Türkiye’de ilk depomuzu 2004 yılında açtık. İş hacmi büyüyüp Haramidere’deki eski depomuz yetersiz kalmaya başlayınca daha büyük bir lojistik merkezi kurmaya karar verdik. Bu, merkezle ortak karar aldığımız, gerekli bir projeydi. Sadece Türkiye değil yurtdışı pazarlar da söz konusuydu ve bunların hepsine hizmet verebilmek için bölgemizde ciddi bir lojistik merkezi açmamız gerekiyordu.
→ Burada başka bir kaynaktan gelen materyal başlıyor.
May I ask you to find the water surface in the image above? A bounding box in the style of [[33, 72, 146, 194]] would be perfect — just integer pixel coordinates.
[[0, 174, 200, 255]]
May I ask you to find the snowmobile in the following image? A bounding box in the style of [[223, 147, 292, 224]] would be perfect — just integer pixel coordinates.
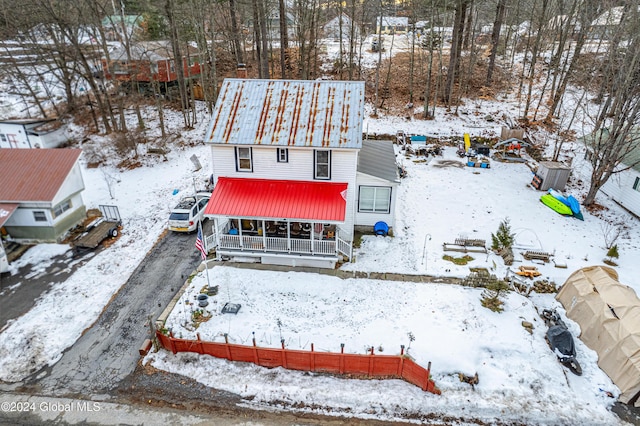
[[542, 309, 582, 376]]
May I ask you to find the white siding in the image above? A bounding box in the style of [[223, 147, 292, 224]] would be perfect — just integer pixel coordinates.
[[30, 127, 67, 148], [601, 170, 640, 216], [354, 173, 398, 228], [52, 193, 84, 224], [211, 145, 358, 238], [5, 203, 53, 227], [0, 123, 32, 148], [51, 163, 84, 209]]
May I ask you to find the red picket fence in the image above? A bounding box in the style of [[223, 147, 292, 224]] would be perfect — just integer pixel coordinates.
[[156, 331, 440, 395]]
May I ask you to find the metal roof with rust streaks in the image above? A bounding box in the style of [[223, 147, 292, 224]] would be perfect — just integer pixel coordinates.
[[0, 148, 82, 203], [204, 79, 365, 148]]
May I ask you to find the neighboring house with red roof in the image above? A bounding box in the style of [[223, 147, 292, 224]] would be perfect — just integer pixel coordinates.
[[0, 118, 68, 148], [204, 79, 399, 268], [102, 40, 201, 89], [0, 149, 86, 242]]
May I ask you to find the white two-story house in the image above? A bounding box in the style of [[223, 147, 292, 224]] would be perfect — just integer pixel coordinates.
[[204, 79, 398, 267]]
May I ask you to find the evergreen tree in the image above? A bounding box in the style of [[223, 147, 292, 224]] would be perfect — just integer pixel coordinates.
[[491, 218, 515, 250], [607, 244, 619, 260]]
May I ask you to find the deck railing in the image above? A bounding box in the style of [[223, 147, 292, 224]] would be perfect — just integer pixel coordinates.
[[218, 234, 336, 255]]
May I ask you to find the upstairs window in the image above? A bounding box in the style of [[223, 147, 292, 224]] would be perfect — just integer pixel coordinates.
[[278, 148, 289, 163], [313, 149, 331, 180], [236, 146, 253, 172], [358, 186, 391, 213], [53, 200, 71, 218]]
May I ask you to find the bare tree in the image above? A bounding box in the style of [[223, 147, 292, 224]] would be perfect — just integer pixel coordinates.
[[583, 23, 640, 206], [486, 0, 507, 86]]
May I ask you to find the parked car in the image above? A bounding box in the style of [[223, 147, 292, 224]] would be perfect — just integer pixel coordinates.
[[169, 192, 211, 232], [371, 37, 384, 52]]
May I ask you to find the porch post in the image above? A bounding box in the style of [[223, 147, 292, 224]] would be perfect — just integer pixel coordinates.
[[310, 222, 316, 254], [215, 217, 220, 260]]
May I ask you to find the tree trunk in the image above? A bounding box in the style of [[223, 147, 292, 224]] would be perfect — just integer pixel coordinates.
[[443, 0, 468, 107], [486, 0, 507, 86], [228, 0, 244, 64], [278, 0, 289, 79]]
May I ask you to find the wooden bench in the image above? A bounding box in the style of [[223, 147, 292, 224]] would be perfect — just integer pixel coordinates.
[[522, 250, 553, 262], [454, 238, 487, 247], [442, 243, 487, 253]]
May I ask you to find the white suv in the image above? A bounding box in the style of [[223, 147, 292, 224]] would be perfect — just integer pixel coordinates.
[[169, 192, 211, 232]]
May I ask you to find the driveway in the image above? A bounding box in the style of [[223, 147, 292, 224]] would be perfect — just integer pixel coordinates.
[[0, 246, 97, 330], [25, 233, 200, 398]]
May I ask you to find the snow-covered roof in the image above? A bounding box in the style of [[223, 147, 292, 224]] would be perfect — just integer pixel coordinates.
[[376, 16, 409, 27], [358, 140, 400, 182]]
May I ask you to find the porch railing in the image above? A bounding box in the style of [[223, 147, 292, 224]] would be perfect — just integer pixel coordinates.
[[219, 234, 336, 255], [211, 222, 352, 259]]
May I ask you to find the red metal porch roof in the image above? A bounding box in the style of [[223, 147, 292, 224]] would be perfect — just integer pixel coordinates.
[[204, 177, 347, 222]]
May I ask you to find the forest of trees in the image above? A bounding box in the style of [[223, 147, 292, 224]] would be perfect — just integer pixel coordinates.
[[0, 0, 640, 205]]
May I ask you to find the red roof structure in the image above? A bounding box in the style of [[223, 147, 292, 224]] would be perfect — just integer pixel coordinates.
[[0, 204, 19, 228], [0, 148, 82, 203], [204, 177, 348, 222]]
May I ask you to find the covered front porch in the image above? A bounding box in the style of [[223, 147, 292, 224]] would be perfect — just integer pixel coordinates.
[[204, 177, 352, 267]]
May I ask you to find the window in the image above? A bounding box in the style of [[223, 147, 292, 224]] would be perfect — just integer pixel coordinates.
[[278, 148, 289, 163], [111, 61, 129, 74], [236, 146, 253, 172], [53, 200, 71, 218], [358, 186, 391, 213], [313, 150, 331, 179], [33, 211, 47, 222]]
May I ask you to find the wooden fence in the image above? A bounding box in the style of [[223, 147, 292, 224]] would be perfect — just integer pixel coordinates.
[[156, 331, 440, 395]]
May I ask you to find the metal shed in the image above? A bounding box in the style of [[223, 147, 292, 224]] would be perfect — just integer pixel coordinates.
[[534, 161, 571, 191]]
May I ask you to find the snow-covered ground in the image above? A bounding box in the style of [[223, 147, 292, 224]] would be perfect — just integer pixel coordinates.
[[0, 38, 640, 424]]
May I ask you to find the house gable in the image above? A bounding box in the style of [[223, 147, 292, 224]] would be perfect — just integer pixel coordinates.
[[0, 149, 84, 203], [204, 79, 365, 149]]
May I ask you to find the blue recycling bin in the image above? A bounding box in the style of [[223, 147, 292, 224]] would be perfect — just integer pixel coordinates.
[[373, 221, 389, 236]]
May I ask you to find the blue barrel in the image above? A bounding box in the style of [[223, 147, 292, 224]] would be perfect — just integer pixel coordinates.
[[373, 221, 389, 236]]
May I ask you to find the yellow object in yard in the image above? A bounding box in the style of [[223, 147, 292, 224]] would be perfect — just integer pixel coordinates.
[[516, 266, 542, 278]]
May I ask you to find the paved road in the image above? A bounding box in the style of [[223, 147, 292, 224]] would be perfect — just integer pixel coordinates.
[[25, 233, 200, 396]]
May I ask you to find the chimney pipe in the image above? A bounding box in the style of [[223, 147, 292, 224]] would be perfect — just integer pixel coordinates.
[[236, 64, 247, 78]]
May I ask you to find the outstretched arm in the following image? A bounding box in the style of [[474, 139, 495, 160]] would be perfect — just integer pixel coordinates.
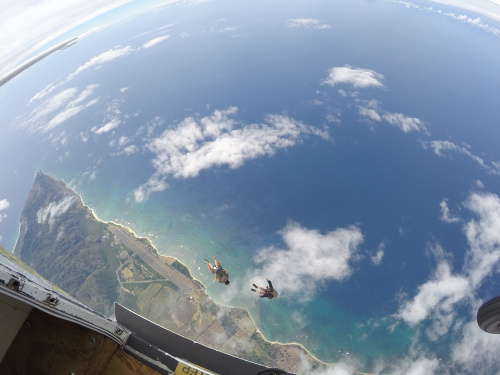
[[205, 259, 212, 272]]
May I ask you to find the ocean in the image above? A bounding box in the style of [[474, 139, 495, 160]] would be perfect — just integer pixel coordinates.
[[0, 1, 500, 370]]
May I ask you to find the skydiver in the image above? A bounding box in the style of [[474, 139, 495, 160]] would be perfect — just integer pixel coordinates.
[[251, 279, 278, 299], [205, 255, 229, 285]]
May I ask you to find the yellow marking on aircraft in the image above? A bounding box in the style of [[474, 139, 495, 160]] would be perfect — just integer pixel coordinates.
[[175, 362, 215, 375]]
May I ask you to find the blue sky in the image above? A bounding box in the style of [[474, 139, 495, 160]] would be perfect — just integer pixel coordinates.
[[0, 0, 500, 76], [0, 1, 500, 374]]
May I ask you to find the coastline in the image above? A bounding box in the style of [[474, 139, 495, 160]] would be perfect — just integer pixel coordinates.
[[37, 171, 365, 375]]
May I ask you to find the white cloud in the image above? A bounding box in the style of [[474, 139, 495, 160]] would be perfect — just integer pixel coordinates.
[[357, 99, 427, 133], [250, 221, 363, 301], [120, 145, 139, 155], [95, 118, 121, 134], [0, 199, 10, 223], [373, 354, 441, 375], [36, 196, 76, 230], [0, 0, 135, 74], [66, 46, 134, 82], [358, 100, 382, 121], [382, 112, 427, 133], [451, 320, 500, 374], [430, 141, 499, 174], [118, 135, 133, 147], [387, 0, 500, 25], [323, 65, 385, 88], [464, 193, 500, 288], [439, 199, 460, 223], [136, 107, 329, 201], [142, 35, 170, 48], [396, 193, 500, 348], [30, 46, 136, 103], [15, 84, 99, 133], [285, 18, 331, 29], [397, 250, 470, 328], [370, 242, 385, 266], [0, 199, 10, 211], [437, 10, 500, 36]]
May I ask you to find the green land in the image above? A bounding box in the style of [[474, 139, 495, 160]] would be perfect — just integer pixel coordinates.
[[10, 171, 356, 372]]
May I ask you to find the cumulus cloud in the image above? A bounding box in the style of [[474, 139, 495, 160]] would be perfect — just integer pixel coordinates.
[[15, 84, 99, 133], [134, 107, 329, 202], [323, 65, 385, 88], [251, 221, 363, 301], [358, 100, 382, 122], [437, 10, 500, 37], [36, 196, 76, 230], [439, 199, 460, 223], [373, 354, 440, 375], [0, 199, 10, 211], [396, 193, 500, 348], [370, 242, 385, 266], [426, 141, 499, 174], [397, 248, 470, 334], [94, 118, 121, 134], [142, 35, 170, 48], [357, 99, 427, 133], [120, 145, 139, 155], [451, 320, 500, 374], [0, 199, 10, 223], [285, 18, 331, 29], [382, 112, 427, 133]]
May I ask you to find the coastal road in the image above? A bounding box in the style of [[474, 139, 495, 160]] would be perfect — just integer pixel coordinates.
[[108, 225, 194, 295]]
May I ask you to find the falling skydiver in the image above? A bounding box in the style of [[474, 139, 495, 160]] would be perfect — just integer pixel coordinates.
[[251, 279, 278, 299]]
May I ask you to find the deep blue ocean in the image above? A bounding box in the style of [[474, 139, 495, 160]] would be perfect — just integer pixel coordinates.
[[0, 1, 500, 370]]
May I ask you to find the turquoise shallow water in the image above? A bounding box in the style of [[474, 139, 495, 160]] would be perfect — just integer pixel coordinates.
[[0, 1, 500, 370]]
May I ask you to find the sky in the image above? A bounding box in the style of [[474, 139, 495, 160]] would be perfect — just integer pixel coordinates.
[[0, 0, 500, 76], [0, 1, 500, 374]]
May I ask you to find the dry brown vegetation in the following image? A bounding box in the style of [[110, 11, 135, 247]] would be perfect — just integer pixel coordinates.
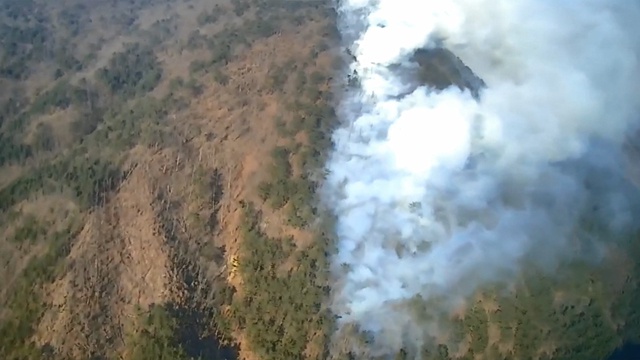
[[0, 0, 334, 359]]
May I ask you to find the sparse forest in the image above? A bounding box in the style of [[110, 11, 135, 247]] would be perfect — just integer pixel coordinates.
[[0, 0, 640, 360]]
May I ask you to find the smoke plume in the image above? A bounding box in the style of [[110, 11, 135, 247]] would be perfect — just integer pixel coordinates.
[[325, 0, 640, 354]]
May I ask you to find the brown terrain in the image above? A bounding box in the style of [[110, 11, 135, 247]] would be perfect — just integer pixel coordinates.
[[0, 0, 335, 359]]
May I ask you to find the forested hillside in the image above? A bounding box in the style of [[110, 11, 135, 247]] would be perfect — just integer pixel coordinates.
[[0, 0, 640, 360]]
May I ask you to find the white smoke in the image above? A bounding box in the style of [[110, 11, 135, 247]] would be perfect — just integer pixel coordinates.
[[325, 0, 640, 353]]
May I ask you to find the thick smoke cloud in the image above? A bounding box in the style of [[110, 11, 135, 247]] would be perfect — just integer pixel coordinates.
[[325, 0, 640, 353]]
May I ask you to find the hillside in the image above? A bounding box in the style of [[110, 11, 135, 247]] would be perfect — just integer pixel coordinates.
[[0, 0, 640, 360], [0, 0, 339, 359]]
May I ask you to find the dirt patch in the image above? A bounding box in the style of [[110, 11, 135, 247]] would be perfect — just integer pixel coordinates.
[[37, 162, 171, 358]]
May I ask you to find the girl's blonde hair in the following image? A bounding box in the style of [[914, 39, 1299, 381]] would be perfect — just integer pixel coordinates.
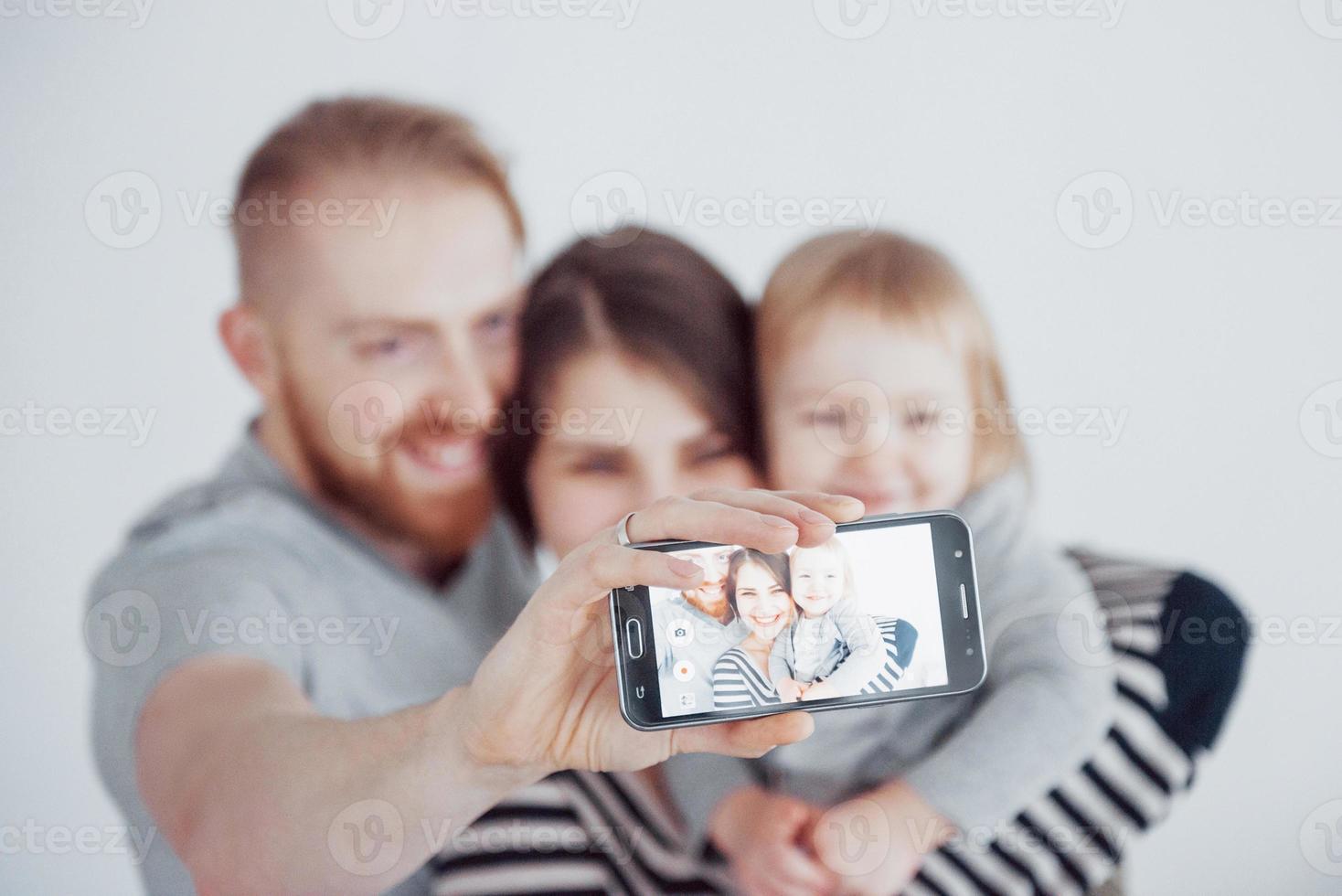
[[755, 230, 1026, 488], [788, 535, 857, 603]]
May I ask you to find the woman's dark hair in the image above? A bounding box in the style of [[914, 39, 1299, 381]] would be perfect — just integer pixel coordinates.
[[490, 229, 762, 546], [725, 548, 792, 618]]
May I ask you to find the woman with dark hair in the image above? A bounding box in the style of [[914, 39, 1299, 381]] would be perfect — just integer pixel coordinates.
[[433, 230, 762, 893], [713, 548, 792, 709], [491, 223, 762, 557]]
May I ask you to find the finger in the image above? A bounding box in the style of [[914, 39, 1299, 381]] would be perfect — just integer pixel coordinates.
[[690, 488, 864, 548], [776, 847, 839, 893], [671, 712, 816, 759], [542, 542, 703, 609], [614, 497, 798, 554]]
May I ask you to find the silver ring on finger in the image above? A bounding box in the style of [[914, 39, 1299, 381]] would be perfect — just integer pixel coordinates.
[[614, 509, 634, 546]]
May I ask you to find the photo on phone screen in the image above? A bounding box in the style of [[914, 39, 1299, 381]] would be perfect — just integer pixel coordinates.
[[617, 515, 983, 721]]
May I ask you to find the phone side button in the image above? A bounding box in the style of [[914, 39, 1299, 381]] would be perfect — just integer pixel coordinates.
[[624, 620, 643, 660]]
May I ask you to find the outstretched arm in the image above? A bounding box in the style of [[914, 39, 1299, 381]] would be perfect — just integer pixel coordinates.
[[135, 491, 861, 893]]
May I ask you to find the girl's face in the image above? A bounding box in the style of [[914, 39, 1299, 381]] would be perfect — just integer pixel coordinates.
[[522, 351, 758, 557], [792, 549, 844, 618], [763, 307, 975, 514], [737, 562, 792, 641]]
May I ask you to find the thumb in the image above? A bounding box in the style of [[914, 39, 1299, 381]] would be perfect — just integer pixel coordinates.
[[671, 711, 816, 759]]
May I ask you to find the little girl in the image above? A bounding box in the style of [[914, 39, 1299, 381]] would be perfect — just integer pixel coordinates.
[[667, 232, 1115, 892], [769, 537, 886, 703]]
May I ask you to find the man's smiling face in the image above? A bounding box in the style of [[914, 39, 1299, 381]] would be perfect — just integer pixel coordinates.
[[250, 175, 521, 557]]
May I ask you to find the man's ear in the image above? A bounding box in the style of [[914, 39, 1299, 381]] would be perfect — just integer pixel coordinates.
[[218, 302, 279, 402]]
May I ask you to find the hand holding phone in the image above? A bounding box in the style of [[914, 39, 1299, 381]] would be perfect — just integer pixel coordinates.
[[451, 489, 861, 773], [611, 512, 986, 731]]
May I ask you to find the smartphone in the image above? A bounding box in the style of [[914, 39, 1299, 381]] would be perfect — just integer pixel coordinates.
[[611, 511, 987, 731]]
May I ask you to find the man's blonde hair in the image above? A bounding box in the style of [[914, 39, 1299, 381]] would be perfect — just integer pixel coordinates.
[[232, 97, 526, 298], [757, 230, 1026, 487]]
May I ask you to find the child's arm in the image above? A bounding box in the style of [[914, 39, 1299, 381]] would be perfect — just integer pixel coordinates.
[[769, 626, 801, 703], [804, 600, 886, 696], [769, 625, 792, 687]]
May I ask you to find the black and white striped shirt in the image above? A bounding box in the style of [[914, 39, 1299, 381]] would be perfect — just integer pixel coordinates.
[[713, 646, 783, 709], [431, 772, 730, 896]]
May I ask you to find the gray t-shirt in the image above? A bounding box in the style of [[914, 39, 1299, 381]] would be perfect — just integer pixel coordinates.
[[652, 594, 751, 712], [84, 436, 536, 893]]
İlk kuruluş dönemimizden itibaren, sektör profesyonellerinin ve öğrencilerin eğitimine katkıda bulunmak öncelikli hedeflerimizden biri idi. Bu nedenle üniversitelerde seminerler veriyorduk, dönemsel olarak mimarlık fakültelerinin derslerine katılıyorduk. İTÜ’de Türkiye’nin ilk cephe mühendisliği yüksek lisans programının açılmasına ön ayak olduk. Bu çalışmalarımızı da reklam malzemesi yapalım diye düşünmedik. Zaten Schüco felsefesinin bir parçasıydı bu.
Daha sonra yeni lojistik merkezimiz ilk planlandığında, eğitim amaçlı da kullanabilir miyiz diye düşündük. Atölye açalım, makineleri koyalım ve burada hem teknik eğitim alan öğrencilere hem sektör profesyonellerine hem de kendi bayilerimize alüminyum işinin inceliklerini, detaylarını göstererek sektörde bilgi düzeyini arttıralım istedik. Ben bu düşüncemizi Almanya merkeze anlattım. Üst yönetim bu fikri benimsedi ve yapılacak yatırıma destek verdi. Bugün, tam teşekküllü bir alüminyum üretim tesisinde olması gereken makinaların hepsi, uygulamalı eğitim merkezimizde var.
Öncelikli olarak bölgedeki meslek liselerine, üniversitelere eğitim vermeye başladık. Okul dönemi boyunca her hafta eğitim öğretimle geçti. Hem onlar hem de biz çok mutlu olduk. Talepler hala devam ediyor ve programımız sürekli dolu. Yeni bir sistem çıktığında hem kendi ekibimize hem de iş ortaklarımıza ve mimarlara tanıtımını yapıyor ve uygulamalı eğitimini veriyoruz. Sadece bu eğitimleri organize eden bir departmanımız var. Uygulamalı eğitim atölyemizde üretilen sistem numuneleri, eğitimin yanı sıra, Beyazköy’de, Ankara’da, Bodrum’da ve Adana’da bulunan sergi salonlarımızda ziyaretçilerin incelemesi için kullanılıyor.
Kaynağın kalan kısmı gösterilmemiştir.